Managing the fall-out from a US strike will require some careful diplomacy, and there are already signs that American and Iranian officials might be communicating their concerns. Laura Rozen reports that UN Under Secretary for Political Affairs Jeffrey Feltman, a former top US diplomat, met with Iran’s foreign minister, Javad Zarif, on Monday, and reportedly urged Iran to be calm if there is US-led action on Syria. Another line of communication between Iran and the US is reportedly provided by Oman, in a sign that other regional players are also concerned by the spill over from a US intervention in Syria. Sultan Qaboos, a long-term mediator between Iran and the Americans, was in Tehran recently and it has been suggested that he used his visit to pass messages between the two countries and lay the foundations for further negotiations on the nuclear issue. What is not known is whether Iran will be quietly offered concessions if it agrees to limit its response to statements alone. America could offer to end its opposition to Iran’s participation in Geneva 2 peace talks, but the horse-trading could even extend to the nuclear issue. Zarif, a skillful diplomat known and admired in American diplomatic circles, is the best possible contact for America to have in these circumstances.
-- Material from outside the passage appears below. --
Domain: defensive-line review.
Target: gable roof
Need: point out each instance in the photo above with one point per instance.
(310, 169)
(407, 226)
How Rouhani emerges from this first great test for his foreign policy will tell us more about how far Supreme Leader Ayatollah Khamenei is willing to go to support his president’s attempt to moderate both the substance and rhetoric of Iranian foreign policy. Certainly it appears that there are calmer heads in key positions in Iran than would have been the case three months ago. It is critical, therefore, that the quiet diplomacy that appears to be occurring between Iran and the US continues. It may be too optimistic to suggest that such dialogue offers a platform for wider talks on the issues that divide these two long term adversaries. Nevertheless, both sides do appear to have shared interests and are taking steps to contain the damage to US-Iranian relations and the nuclear negotiations. Whether they succeed will to a large extent depend on how Syria responds to any military intervention. The best case scenario, therefore, is that Syria takes its rap over the knuckles. America will do its best to avoid further entanglement and Iran will issue strong statements of condemnation but probably not retaliate.